8 May – 20 July 2025
Ideas Platform | Artspace, Sydney
Sione Faletau:
Tuaikaepau – Slowly but surely
'Tongan artist Sione Faletau’s multidisciplinary practice spans video, soundscapes, sculpture and installation to explore cultural systems and identity. Anchored in Tongan and Moana epistemologies, his work embodies notions of time, space and affect. Central to his practice is ongo—meaning both sound and feeling—a concept that encompasses the deep interconnectedness of Tongan customary practices. In his digital installations, Faletau explores fonua (land, people, womb) and the complexities of human relations and connections with the world–our internal and external architectures, environments, and the unseen forces that bind us. Extracting audio data from songs and field recordings he translates their sonic frequencies into immaterial and intricate kupesi–the symbolic patterns used on ngatu (bark cloth)–which hold deep cultural and ceremonial significance.

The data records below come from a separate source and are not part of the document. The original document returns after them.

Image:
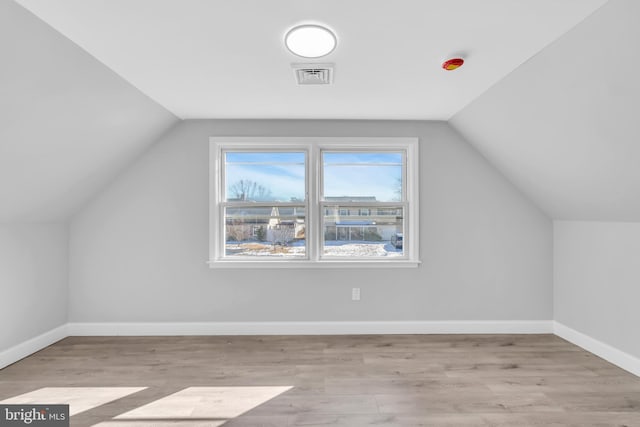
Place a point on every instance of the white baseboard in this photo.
(26, 348)
(613, 355)
(312, 328)
(610, 354)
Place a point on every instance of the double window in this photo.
(313, 201)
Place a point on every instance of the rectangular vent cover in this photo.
(313, 74)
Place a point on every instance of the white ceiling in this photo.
(564, 126)
(68, 124)
(226, 59)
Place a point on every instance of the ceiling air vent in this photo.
(313, 74)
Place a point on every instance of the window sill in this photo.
(313, 264)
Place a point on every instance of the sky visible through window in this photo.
(280, 176)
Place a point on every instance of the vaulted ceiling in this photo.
(227, 59)
(548, 92)
(564, 126)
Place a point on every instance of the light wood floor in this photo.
(347, 381)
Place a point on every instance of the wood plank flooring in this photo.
(346, 381)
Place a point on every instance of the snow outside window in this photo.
(304, 202)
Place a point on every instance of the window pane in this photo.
(266, 231)
(363, 231)
(362, 176)
(264, 176)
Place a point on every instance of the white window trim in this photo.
(313, 146)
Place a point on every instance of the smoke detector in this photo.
(313, 74)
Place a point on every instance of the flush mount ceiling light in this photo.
(310, 41)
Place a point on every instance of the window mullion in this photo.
(313, 211)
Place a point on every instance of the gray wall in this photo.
(597, 281)
(138, 251)
(33, 280)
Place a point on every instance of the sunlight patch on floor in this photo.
(197, 406)
(79, 399)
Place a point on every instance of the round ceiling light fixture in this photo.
(310, 41)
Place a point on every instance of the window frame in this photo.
(314, 207)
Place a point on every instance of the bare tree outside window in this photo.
(247, 190)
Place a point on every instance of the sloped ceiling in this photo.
(68, 123)
(190, 54)
(565, 126)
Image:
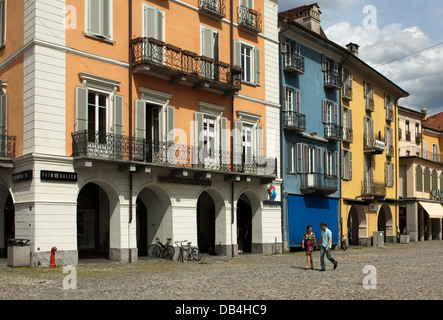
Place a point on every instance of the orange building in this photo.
(124, 121)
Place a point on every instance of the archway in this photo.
(385, 221)
(357, 225)
(206, 223)
(7, 219)
(244, 224)
(153, 217)
(93, 222)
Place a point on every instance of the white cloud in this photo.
(420, 74)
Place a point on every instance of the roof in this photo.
(434, 122)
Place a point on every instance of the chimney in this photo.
(353, 47)
(310, 17)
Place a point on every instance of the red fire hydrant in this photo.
(53, 250)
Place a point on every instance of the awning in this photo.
(435, 210)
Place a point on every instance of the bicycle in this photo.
(191, 252)
(160, 250)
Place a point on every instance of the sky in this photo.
(403, 40)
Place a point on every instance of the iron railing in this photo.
(333, 131)
(332, 79)
(319, 181)
(214, 7)
(373, 188)
(7, 147)
(250, 19)
(114, 147)
(294, 62)
(294, 120)
(174, 62)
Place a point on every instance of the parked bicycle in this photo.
(160, 250)
(187, 252)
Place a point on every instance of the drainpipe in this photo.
(130, 126)
(232, 128)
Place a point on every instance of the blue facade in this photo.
(310, 140)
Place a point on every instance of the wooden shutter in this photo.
(81, 108)
(140, 119)
(257, 66)
(170, 124)
(300, 158)
(118, 115)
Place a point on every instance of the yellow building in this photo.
(369, 195)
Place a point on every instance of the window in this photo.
(2, 22)
(99, 18)
(248, 57)
(153, 22)
(389, 174)
(419, 178)
(346, 164)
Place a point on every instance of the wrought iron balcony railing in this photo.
(318, 183)
(294, 63)
(7, 147)
(332, 79)
(294, 121)
(249, 19)
(373, 188)
(112, 147)
(154, 56)
(373, 144)
(333, 131)
(215, 8)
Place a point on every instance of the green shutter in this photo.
(81, 109)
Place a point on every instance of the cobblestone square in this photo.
(411, 271)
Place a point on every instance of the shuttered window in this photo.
(99, 18)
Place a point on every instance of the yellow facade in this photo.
(370, 204)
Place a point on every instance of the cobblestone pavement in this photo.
(412, 271)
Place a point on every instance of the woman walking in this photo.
(308, 245)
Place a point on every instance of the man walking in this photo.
(326, 246)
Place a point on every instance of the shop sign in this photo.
(58, 176)
(22, 176)
(436, 194)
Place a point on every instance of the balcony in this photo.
(154, 57)
(373, 190)
(318, 183)
(121, 149)
(294, 121)
(249, 19)
(373, 144)
(7, 151)
(370, 105)
(294, 63)
(332, 80)
(420, 153)
(214, 8)
(348, 135)
(347, 93)
(333, 131)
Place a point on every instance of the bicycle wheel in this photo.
(154, 251)
(196, 254)
(169, 252)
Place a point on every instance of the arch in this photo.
(385, 221)
(153, 216)
(211, 219)
(427, 180)
(419, 179)
(357, 224)
(249, 220)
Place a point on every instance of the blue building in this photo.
(311, 128)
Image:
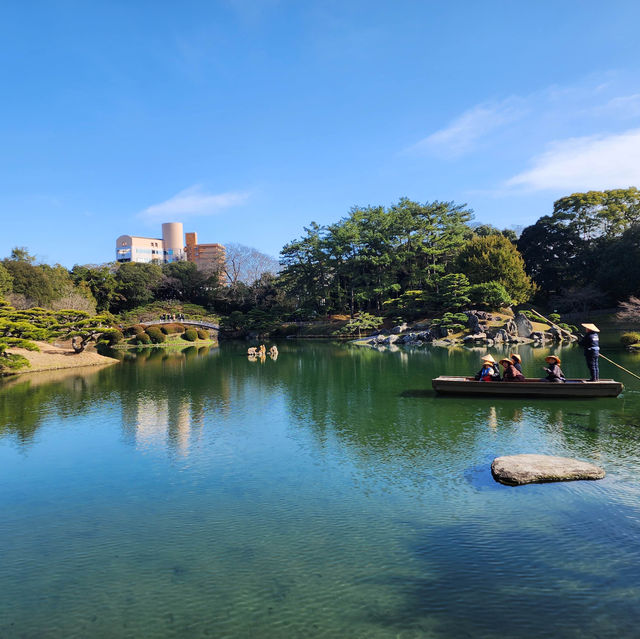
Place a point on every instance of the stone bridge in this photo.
(198, 323)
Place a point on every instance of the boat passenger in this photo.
(554, 372)
(511, 373)
(489, 371)
(591, 345)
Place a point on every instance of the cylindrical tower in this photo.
(173, 240)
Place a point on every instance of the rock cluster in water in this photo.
(515, 470)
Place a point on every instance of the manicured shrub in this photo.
(134, 329)
(489, 295)
(171, 329)
(191, 335)
(630, 338)
(156, 335)
(112, 336)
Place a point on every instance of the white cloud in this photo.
(464, 131)
(626, 106)
(192, 202)
(585, 163)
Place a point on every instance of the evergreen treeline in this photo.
(406, 260)
(587, 253)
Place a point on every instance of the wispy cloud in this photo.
(463, 133)
(625, 106)
(592, 162)
(192, 202)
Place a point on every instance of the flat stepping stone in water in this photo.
(515, 470)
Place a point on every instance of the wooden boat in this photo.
(449, 385)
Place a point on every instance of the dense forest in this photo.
(405, 260)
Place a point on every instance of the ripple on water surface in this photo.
(327, 494)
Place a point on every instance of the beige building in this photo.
(170, 248)
(204, 255)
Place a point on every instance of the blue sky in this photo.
(248, 119)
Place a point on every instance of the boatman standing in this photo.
(591, 345)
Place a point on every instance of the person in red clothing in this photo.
(511, 373)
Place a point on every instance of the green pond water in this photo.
(329, 493)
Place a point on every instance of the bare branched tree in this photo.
(629, 310)
(246, 265)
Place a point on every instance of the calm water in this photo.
(327, 494)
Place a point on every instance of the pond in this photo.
(329, 493)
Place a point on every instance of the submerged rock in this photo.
(515, 470)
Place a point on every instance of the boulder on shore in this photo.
(523, 325)
(515, 470)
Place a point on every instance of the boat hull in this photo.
(448, 385)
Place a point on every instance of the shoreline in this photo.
(53, 357)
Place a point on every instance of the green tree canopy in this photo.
(495, 259)
(137, 283)
(6, 281)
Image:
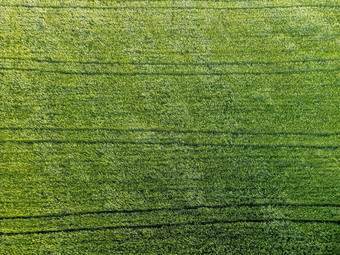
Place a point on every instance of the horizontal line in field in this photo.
(155, 130)
(169, 63)
(163, 7)
(166, 74)
(58, 215)
(161, 225)
(171, 143)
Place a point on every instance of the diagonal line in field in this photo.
(167, 74)
(169, 63)
(172, 143)
(161, 225)
(166, 131)
(167, 209)
(163, 7)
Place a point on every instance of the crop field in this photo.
(169, 127)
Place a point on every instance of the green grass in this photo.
(169, 127)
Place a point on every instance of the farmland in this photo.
(169, 127)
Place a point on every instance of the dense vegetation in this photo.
(169, 127)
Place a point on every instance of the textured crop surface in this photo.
(169, 127)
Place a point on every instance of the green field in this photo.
(169, 127)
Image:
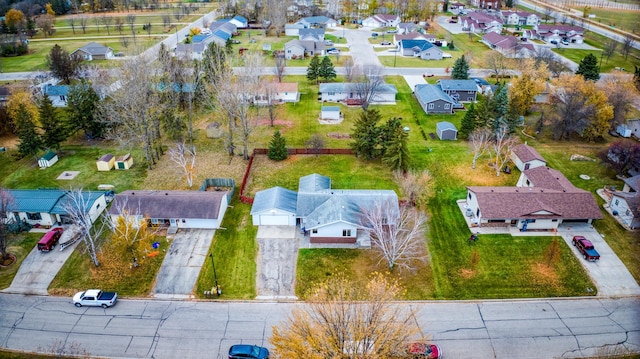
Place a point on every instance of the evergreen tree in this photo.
(277, 147)
(468, 123)
(82, 104)
(396, 154)
(326, 70)
(30, 142)
(313, 71)
(55, 131)
(588, 68)
(460, 69)
(366, 135)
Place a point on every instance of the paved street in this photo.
(562, 328)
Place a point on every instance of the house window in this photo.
(34, 216)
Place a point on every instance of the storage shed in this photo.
(330, 113)
(106, 162)
(124, 162)
(48, 159)
(446, 131)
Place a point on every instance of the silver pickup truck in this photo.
(95, 298)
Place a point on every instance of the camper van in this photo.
(50, 239)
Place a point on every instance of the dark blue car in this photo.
(248, 351)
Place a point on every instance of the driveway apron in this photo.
(38, 270)
(181, 266)
(277, 257)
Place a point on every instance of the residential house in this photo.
(525, 157)
(557, 32)
(446, 131)
(57, 94)
(352, 93)
(172, 209)
(420, 48)
(47, 207)
(509, 46)
(460, 90)
(93, 51)
(296, 49)
(318, 21)
(520, 18)
(327, 215)
(381, 20)
(313, 34)
(433, 100)
(625, 204)
(479, 22)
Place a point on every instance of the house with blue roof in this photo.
(420, 48)
(325, 214)
(47, 207)
(433, 100)
(353, 92)
(57, 94)
(318, 21)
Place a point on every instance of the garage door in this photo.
(274, 220)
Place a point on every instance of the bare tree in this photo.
(368, 87)
(185, 158)
(627, 44)
(281, 62)
(479, 141)
(341, 319)
(79, 211)
(502, 144)
(397, 233)
(83, 19)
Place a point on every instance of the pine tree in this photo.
(326, 70)
(468, 123)
(366, 134)
(55, 131)
(313, 70)
(460, 69)
(277, 147)
(589, 68)
(30, 142)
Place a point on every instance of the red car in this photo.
(424, 351)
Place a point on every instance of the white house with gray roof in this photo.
(350, 91)
(327, 215)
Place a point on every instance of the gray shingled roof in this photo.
(275, 197)
(170, 204)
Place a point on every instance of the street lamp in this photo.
(215, 276)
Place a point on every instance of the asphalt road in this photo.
(563, 328)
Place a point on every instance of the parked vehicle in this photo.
(50, 239)
(95, 298)
(239, 351)
(586, 248)
(424, 351)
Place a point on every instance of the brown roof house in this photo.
(173, 209)
(542, 200)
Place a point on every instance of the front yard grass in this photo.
(20, 245)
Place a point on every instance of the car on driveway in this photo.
(242, 351)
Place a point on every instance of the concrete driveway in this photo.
(277, 258)
(38, 270)
(181, 266)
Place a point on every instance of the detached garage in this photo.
(446, 131)
(275, 207)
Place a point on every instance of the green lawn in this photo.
(20, 246)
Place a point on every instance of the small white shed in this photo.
(48, 159)
(446, 131)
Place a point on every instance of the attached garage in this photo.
(274, 207)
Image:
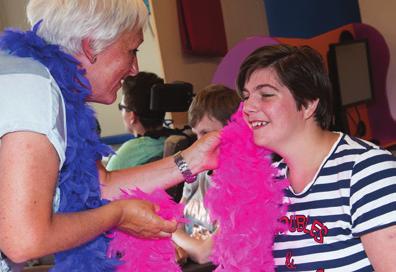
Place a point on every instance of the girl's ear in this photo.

Tuaikaepau – Slowly but surely features a video and soundscape installation honouring the survivors of the 1962 Tuaikaepau shipwreck on the Minerva Reef between Tonga and Aotearoa New Zealand. Faletau’s hypnotic visualisation draws on the historic composition ‘Tuaikaepau’ by the Tongan Queen Sālote Tupou III (1900-1965), which was originally performed to welcome the survivors home. Faletau’s installation utilises a recording of this piece performed in 2022 by the Mana Scholars of the Mana Academy Charter School for Her Royal Highness Princess Angelika Lātūfuipeka Tukuʻaho, the great-granddaughter of the original composer.
Weaving ancestral knowledge and storytelling with contemporary digital techniques, Faletau bridges the past and present in a rich tapestry of Tonga’s artistic and customary legacies, emphasising the resilience, reimaging and expression of culture.